I grimaced. “Leave a little mystery, would ya?”
He just laughed. “There is none when it comes to breeding thoroughbreds.”
My head fell back against the chair, my eyes screwed shut to brace for the blow. “How much is all this gonna cost me?”
“Millions.” He said it like that was chump change.
“Jesus Christ,” I hissed and drained my bourbon. I got up to pour another, needing to settle my nerves.
“We could make it smaller, like twenty stalls. We can spin it as a more one-on-one facility. But even then…it’s gonna cost you a pretty penny, brother.”
I knew it’d be a lot, but millions? I pinched the bridge of my nose. This was riskier than I expected, far riskier. I wasn’t just messing with my inheritance at that point; it was Anna and Colt’s, too. Henry and the baby’s.
I planted my hands on the bar cart, leaning against it. Claire’s knowing grin flashed behind my eyelids, telling me that I had no business getting involved in something I didn’t understand while gambling my family’s financial security to do it.
“You can do this, Beau,” Joseph said as if he could read my mind. “This isn’t some far-fetched idea. You have the space. You have the money. You have the reputation.”
My heart was pounding like I was standing at the edge of a cliff. And once I jumped, there’d be no turning back. This is what I wanted for years, what my family wanted in the seventies, so why was I choking now that the opportunity was here?
The couch rustled, and Joseph came beside me. “Anna and I talked about it, and I want to be more than just a consultant in this.” My head whipped towards him.

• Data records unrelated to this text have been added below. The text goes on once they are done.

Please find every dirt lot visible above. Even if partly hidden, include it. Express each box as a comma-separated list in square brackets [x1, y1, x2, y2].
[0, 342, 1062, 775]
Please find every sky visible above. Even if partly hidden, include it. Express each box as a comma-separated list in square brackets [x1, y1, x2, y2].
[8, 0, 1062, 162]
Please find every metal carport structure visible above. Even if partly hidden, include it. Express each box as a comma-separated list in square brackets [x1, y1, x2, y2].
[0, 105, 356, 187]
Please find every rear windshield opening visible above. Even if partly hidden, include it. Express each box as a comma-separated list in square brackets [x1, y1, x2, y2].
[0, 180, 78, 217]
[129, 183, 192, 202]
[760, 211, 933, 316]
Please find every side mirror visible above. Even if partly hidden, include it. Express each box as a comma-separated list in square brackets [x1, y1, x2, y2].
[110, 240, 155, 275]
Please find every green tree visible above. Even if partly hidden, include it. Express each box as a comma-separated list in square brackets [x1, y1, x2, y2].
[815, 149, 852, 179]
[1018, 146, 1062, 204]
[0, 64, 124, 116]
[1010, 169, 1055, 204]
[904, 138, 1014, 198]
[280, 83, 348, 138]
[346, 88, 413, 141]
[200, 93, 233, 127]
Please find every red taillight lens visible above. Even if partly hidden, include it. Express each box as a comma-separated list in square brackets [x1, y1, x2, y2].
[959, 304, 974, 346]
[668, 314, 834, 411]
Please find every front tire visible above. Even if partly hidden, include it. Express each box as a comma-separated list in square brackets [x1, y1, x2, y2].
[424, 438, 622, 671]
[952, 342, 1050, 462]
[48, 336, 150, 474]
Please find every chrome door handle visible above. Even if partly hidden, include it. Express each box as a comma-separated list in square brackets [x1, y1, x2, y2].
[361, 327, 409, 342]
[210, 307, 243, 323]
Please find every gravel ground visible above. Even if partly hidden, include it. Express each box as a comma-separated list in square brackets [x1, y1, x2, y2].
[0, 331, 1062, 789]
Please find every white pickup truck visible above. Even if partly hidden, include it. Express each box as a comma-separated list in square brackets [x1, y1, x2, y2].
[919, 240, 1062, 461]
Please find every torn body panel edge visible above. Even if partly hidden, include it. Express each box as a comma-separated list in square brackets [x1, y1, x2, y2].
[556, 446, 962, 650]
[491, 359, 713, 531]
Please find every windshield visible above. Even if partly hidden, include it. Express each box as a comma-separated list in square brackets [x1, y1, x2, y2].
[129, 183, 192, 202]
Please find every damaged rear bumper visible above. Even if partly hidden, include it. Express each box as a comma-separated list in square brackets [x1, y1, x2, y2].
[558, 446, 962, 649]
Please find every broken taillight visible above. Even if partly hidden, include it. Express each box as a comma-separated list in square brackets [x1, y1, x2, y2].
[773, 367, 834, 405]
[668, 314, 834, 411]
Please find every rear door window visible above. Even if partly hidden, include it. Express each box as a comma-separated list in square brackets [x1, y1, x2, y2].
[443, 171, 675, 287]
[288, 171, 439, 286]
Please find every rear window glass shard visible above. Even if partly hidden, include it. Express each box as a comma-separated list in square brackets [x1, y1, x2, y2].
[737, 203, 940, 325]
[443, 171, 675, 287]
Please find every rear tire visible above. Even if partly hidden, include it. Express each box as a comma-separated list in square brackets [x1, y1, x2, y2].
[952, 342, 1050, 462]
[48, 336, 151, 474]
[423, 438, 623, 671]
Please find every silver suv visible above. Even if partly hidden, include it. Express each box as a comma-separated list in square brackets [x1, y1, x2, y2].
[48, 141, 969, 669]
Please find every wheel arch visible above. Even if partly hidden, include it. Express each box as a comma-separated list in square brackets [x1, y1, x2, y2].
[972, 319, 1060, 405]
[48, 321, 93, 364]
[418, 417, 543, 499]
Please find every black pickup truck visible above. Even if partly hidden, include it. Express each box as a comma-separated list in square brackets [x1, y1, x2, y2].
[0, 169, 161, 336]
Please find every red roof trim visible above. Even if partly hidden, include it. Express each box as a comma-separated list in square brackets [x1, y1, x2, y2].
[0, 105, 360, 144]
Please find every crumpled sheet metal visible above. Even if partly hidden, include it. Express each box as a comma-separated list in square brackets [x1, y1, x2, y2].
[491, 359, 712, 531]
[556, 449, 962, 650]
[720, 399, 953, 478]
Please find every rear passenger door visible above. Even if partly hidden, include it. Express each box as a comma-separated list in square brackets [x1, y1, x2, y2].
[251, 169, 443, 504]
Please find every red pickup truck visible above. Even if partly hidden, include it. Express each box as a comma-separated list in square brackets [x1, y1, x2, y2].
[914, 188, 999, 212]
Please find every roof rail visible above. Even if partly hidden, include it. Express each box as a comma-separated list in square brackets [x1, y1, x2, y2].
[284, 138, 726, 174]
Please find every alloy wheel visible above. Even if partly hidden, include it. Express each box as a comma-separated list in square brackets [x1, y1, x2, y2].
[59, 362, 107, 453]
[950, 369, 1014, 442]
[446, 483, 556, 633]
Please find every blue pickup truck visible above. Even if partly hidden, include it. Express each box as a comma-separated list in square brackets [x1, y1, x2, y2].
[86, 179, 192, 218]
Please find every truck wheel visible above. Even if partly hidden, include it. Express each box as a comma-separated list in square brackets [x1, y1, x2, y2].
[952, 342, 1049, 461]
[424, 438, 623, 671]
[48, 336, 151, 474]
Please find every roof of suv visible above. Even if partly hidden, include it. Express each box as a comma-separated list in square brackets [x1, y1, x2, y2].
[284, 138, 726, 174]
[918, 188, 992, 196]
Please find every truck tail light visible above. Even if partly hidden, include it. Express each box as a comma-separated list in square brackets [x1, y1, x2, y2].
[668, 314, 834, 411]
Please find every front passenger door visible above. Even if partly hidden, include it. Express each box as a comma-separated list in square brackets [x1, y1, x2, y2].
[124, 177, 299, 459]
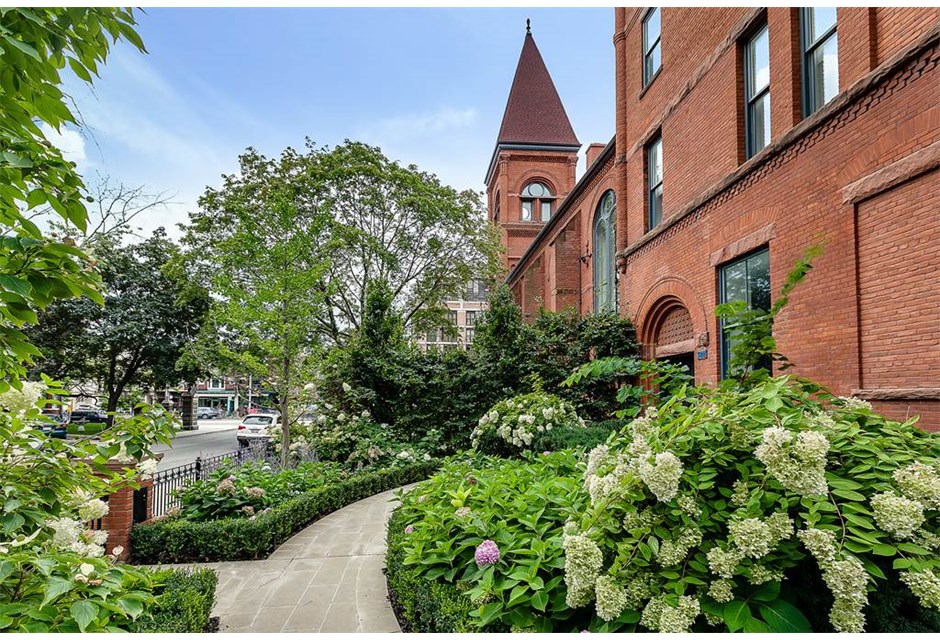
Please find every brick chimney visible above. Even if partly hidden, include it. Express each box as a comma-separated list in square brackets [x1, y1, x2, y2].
[584, 142, 607, 170]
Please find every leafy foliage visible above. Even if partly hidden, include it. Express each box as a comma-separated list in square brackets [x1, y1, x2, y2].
[566, 377, 940, 631]
[0, 381, 175, 632]
[178, 149, 335, 463]
[178, 462, 346, 522]
[27, 229, 209, 411]
[471, 391, 586, 456]
[387, 452, 587, 632]
[0, 7, 143, 390]
[132, 569, 219, 633]
[317, 282, 639, 452]
[131, 461, 439, 564]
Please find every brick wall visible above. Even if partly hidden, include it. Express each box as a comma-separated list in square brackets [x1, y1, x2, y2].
[496, 8, 940, 428]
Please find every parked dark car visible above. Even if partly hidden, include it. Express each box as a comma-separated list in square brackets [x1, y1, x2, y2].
[33, 416, 66, 438]
[69, 409, 108, 424]
[196, 407, 222, 420]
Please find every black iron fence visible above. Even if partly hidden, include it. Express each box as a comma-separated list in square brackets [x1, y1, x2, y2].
[151, 441, 278, 517]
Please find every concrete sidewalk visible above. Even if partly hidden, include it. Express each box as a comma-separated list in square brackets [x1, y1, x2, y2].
[176, 491, 401, 633]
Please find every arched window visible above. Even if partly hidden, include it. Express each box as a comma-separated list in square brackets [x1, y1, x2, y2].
[594, 191, 617, 313]
[519, 182, 555, 222]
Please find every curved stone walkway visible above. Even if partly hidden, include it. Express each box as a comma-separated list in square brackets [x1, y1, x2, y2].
[200, 491, 401, 633]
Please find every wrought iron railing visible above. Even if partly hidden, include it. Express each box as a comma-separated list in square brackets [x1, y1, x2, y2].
[151, 441, 278, 517]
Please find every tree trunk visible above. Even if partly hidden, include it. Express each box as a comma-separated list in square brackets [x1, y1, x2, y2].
[280, 356, 290, 468]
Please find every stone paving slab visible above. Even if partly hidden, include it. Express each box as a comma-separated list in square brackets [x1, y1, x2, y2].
[151, 491, 412, 633]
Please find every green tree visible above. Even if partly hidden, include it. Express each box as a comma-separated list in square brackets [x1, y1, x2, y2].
[184, 149, 335, 463]
[266, 140, 500, 344]
[28, 229, 209, 418]
[0, 7, 144, 390]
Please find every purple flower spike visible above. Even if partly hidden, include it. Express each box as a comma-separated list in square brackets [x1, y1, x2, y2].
[473, 540, 499, 567]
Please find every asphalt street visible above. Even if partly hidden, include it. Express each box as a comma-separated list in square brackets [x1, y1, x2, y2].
[153, 419, 238, 471]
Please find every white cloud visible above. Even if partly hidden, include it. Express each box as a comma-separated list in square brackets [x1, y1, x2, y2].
[361, 107, 477, 143]
[40, 123, 88, 167]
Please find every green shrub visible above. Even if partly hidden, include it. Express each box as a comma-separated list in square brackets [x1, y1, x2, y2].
[131, 461, 439, 564]
[533, 420, 624, 451]
[387, 452, 589, 632]
[471, 391, 585, 456]
[131, 569, 218, 633]
[178, 462, 346, 521]
[385, 509, 476, 633]
[565, 377, 940, 632]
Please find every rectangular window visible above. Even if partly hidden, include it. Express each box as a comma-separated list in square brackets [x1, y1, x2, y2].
[800, 7, 839, 117]
[744, 25, 770, 158]
[718, 248, 771, 378]
[646, 136, 663, 231]
[643, 7, 662, 87]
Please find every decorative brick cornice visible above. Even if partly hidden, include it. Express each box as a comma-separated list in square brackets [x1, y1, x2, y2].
[626, 8, 765, 158]
[842, 141, 940, 204]
[618, 27, 940, 262]
[852, 387, 940, 400]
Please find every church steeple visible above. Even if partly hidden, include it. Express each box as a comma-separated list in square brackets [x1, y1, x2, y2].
[496, 20, 581, 147]
[485, 20, 581, 269]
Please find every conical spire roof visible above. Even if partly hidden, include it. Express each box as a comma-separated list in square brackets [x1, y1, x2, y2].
[496, 27, 581, 146]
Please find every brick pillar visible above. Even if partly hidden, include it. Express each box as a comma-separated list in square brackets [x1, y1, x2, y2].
[837, 7, 877, 91]
[767, 7, 804, 135]
[101, 462, 153, 560]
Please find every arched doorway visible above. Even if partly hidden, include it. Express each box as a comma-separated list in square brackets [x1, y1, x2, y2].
[643, 296, 696, 375]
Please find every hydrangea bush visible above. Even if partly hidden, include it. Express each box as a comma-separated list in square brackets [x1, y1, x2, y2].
[389, 452, 590, 631]
[470, 391, 585, 455]
[170, 462, 348, 521]
[563, 377, 940, 632]
[0, 379, 175, 632]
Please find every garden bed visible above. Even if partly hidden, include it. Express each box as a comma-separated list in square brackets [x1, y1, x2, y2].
[131, 569, 219, 633]
[131, 461, 439, 564]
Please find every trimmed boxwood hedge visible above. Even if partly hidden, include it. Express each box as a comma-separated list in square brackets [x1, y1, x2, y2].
[131, 460, 440, 564]
[385, 509, 480, 633]
[131, 569, 219, 633]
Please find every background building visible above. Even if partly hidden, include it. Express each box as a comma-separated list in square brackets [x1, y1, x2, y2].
[496, 7, 940, 428]
[417, 280, 489, 351]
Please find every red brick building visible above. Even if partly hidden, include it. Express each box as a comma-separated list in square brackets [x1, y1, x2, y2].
[496, 7, 940, 428]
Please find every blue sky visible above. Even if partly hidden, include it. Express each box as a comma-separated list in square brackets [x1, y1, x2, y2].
[57, 8, 614, 238]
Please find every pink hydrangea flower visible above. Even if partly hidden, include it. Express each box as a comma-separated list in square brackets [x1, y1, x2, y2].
[473, 540, 499, 567]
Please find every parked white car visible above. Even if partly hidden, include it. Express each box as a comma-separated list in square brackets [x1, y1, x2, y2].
[235, 413, 281, 447]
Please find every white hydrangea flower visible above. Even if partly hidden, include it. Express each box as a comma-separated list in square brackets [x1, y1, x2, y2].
[754, 427, 829, 495]
[562, 534, 604, 608]
[894, 462, 940, 511]
[838, 396, 873, 411]
[640, 596, 702, 633]
[728, 518, 774, 558]
[594, 576, 627, 622]
[708, 578, 734, 602]
[705, 547, 744, 579]
[871, 492, 924, 540]
[901, 571, 940, 611]
[637, 451, 682, 502]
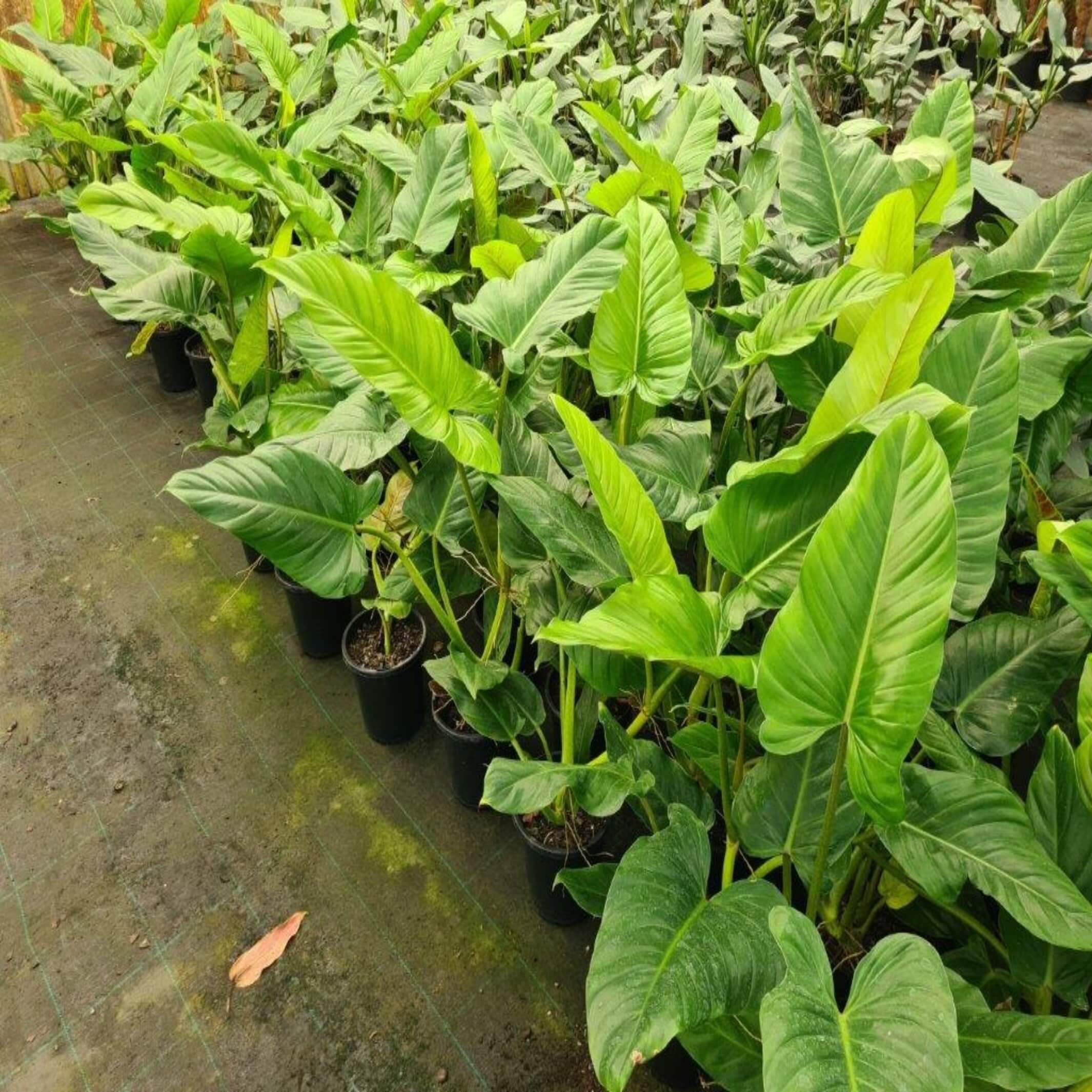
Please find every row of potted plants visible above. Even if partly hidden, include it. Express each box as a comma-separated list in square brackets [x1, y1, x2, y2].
[6, 2, 1092, 1092]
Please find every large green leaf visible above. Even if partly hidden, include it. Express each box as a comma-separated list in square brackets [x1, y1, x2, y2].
[781, 67, 902, 247]
[948, 971, 1092, 1092]
[588, 199, 690, 405]
[732, 735, 864, 883]
[126, 23, 205, 132]
[68, 212, 178, 284]
[759, 415, 956, 821]
[694, 187, 744, 266]
[587, 804, 782, 1092]
[805, 253, 956, 443]
[493, 476, 628, 588]
[76, 181, 253, 242]
[971, 173, 1092, 288]
[166, 444, 383, 598]
[933, 607, 1092, 755]
[493, 100, 574, 188]
[904, 79, 974, 225]
[702, 435, 871, 623]
[391, 125, 468, 254]
[92, 260, 212, 326]
[880, 765, 1092, 951]
[454, 215, 625, 357]
[271, 390, 410, 471]
[481, 758, 652, 816]
[262, 252, 500, 474]
[555, 393, 677, 577]
[656, 85, 726, 188]
[736, 266, 900, 363]
[921, 311, 1019, 621]
[830, 189, 917, 340]
[178, 224, 262, 304]
[1000, 725, 1092, 1009]
[761, 906, 963, 1092]
[535, 574, 755, 686]
[1017, 331, 1092, 420]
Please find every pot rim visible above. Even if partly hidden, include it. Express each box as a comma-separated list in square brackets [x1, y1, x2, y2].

“I’ve got the reputation, knowledge, and connections you need.
We’ve set aside some money so I can open my own place one day, but we’d rather keep it all in the family.
It’s not a lot in the grand scheme, but my connections can make up for it.
I want to be a full partner in this, Beau.
You can keep the cattle all yours, but horses? I want in. What do you say?”
I couldn’t breathe.
Nobody had ever put themselves on the line for me like Joseph just had, and all the uncertainty that Claire had placed this morning vanished. “You’re fuckin’ insane, brother,” I whispered, but couldn’t stop my smile. “Deal.”
We shook hands, grinning.
We were really doing this then. Which only meant one thing: Claire Hayes needed to watch her back.